Numerous types of wasps nest in environments shared with humans. While most wasps are beneficial insects that feed on dead bugs and garden pests, many also pose a hazard to people. Their stings can cause severe reactions, particularly in the very young, the very old and those with insect allergies. Some wasps, like the paper wasp, prefer to nest in enclosed areas, such as behind shutters. To keep your shutters wasp-free, you must first remove the wasps that already nest behind the shutters and then enact preventive measures to keep them from returning.
Examine the route of wasps flying in your yard during daylight hours when the insects are active. Look for a particularly heavy congregation. They will eventually lead you to the shutters where they are nesting.

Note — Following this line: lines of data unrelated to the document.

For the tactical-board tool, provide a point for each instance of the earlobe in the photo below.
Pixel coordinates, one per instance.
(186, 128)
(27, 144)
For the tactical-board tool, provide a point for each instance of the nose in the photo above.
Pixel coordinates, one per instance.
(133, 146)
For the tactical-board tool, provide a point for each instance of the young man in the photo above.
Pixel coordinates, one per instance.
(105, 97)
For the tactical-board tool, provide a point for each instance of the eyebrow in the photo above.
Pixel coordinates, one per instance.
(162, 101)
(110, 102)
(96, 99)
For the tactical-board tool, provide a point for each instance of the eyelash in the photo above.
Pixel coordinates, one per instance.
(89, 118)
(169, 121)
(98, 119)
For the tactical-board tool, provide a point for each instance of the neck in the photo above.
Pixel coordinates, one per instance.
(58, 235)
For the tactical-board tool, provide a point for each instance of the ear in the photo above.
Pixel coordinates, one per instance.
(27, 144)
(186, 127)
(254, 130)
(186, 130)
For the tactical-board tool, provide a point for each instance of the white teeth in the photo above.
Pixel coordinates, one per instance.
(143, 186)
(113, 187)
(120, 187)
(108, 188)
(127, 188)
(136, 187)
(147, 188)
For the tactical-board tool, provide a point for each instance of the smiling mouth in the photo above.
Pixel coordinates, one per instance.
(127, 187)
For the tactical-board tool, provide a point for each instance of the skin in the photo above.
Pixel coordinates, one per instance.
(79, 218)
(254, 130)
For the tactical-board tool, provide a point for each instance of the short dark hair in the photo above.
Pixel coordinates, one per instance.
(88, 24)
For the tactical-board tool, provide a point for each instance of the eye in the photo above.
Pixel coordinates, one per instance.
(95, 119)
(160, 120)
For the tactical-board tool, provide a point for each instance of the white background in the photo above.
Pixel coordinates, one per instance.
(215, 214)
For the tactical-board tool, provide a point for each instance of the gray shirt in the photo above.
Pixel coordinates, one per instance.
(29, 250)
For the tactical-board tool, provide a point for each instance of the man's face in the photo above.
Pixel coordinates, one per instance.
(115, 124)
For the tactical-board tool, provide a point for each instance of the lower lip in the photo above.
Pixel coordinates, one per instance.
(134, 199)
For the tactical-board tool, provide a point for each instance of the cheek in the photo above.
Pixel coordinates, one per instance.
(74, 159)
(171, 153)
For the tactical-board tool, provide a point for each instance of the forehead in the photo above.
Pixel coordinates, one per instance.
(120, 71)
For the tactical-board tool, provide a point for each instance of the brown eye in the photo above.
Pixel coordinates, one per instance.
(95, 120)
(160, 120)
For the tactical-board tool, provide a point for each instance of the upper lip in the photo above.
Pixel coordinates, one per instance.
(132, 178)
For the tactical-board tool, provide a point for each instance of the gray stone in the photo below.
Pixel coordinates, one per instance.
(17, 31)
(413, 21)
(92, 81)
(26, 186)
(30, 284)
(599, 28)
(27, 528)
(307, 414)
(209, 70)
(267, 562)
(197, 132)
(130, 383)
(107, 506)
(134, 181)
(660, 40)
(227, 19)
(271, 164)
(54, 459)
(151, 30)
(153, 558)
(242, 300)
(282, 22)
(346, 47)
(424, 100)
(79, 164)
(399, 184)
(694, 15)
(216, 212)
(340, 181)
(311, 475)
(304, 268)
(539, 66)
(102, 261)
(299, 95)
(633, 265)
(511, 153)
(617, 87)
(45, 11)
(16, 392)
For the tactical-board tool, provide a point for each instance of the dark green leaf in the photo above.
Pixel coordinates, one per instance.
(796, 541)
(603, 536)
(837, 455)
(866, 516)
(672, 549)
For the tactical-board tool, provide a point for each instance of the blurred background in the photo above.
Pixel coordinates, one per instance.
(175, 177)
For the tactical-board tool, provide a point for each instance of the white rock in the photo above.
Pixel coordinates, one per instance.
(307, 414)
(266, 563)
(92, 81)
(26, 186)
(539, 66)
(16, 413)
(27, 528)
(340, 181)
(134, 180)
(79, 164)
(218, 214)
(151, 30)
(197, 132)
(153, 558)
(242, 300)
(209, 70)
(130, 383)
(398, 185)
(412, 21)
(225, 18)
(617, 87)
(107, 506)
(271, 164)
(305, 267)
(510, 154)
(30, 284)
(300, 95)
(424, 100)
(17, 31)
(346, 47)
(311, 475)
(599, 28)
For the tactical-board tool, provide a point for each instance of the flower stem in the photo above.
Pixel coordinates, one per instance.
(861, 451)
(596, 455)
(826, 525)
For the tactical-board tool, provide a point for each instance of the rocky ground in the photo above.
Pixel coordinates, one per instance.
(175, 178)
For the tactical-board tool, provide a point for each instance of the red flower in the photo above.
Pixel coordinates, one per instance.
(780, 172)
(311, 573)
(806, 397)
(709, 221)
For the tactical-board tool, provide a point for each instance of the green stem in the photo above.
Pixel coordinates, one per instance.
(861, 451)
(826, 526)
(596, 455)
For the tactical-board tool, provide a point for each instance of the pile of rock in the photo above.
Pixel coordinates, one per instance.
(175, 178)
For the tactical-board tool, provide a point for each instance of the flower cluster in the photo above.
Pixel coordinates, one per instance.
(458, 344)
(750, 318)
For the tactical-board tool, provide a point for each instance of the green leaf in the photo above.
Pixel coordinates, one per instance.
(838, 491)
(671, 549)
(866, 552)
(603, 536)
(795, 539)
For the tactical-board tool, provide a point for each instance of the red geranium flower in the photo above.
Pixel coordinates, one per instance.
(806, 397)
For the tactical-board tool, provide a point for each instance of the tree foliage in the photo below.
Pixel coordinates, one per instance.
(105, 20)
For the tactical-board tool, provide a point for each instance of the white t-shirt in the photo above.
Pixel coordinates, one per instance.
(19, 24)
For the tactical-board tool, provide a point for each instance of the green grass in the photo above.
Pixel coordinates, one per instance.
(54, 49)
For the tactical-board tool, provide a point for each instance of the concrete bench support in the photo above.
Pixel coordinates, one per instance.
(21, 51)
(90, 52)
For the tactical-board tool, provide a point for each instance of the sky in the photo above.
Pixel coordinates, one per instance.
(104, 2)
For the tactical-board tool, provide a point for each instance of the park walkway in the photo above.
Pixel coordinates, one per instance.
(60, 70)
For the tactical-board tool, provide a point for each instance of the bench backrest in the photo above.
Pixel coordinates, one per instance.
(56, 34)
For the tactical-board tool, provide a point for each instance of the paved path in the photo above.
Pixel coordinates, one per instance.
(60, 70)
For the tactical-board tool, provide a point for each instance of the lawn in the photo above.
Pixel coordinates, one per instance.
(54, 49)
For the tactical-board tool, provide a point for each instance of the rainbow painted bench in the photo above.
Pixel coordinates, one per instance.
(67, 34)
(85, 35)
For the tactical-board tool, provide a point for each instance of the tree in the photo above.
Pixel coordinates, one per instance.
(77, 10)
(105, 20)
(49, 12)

Do not approach them or stand between the wasps and their nest.
Fill the duster with the insecticide dust outdoors to avoid indoor contamination and to reduce inhalation. Wear a face mask or bandanna to prevent the dust from entering your nose or mouth.

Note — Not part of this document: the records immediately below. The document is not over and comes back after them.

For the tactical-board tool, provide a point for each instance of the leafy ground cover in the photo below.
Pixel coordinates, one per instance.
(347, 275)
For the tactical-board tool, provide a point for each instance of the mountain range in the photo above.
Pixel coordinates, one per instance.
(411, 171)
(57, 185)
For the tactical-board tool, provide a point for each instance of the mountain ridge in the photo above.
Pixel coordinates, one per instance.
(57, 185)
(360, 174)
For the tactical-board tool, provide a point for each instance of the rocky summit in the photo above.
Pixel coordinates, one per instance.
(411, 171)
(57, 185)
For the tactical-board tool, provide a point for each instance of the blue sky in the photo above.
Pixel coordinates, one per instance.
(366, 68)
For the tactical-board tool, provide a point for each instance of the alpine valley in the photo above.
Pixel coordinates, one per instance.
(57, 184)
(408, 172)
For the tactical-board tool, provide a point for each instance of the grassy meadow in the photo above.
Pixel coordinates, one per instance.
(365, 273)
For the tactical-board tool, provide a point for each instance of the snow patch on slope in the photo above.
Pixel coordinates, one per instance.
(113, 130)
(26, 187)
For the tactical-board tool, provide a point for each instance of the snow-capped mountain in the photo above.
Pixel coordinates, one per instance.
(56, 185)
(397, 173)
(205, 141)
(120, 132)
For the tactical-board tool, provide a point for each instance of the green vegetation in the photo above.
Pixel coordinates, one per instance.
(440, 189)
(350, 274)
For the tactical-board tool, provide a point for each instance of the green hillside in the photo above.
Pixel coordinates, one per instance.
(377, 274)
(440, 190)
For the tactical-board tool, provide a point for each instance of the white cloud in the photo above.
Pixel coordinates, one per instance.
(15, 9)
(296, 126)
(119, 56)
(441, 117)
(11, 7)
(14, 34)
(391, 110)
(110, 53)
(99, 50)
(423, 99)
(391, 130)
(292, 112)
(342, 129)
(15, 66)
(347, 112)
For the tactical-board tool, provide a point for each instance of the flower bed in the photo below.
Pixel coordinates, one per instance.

Approach the shutter at night when the wasps are inside the nest and inactive. This reduces your chance of being stung and increases the likelihood of treating all the wasps in the nest. A quick peak with a flashlight may reveal the exact location of the nest, but be careful not to agitate the wasps.
Direct the nozzle of the duster into the area behind the shutter nearest the wasp's nest. Pump the dust liberally into the space. Ideally, the dust will spread out and fill the tiniest crevices as well as the nest itself. In 24 hours all the wasps should be dead.
Immediately seal the entrances to the area behind the shutter with fiberglass insulation. Do not wait and allow the wasps to leave.
Treat all unoccupied shutters in the same manner to kill any undiscovered nesting wasps and to prevent new wasps from entering. Because wasps and hornets can enter tiny areas, it may be necessary to repeat the process annually.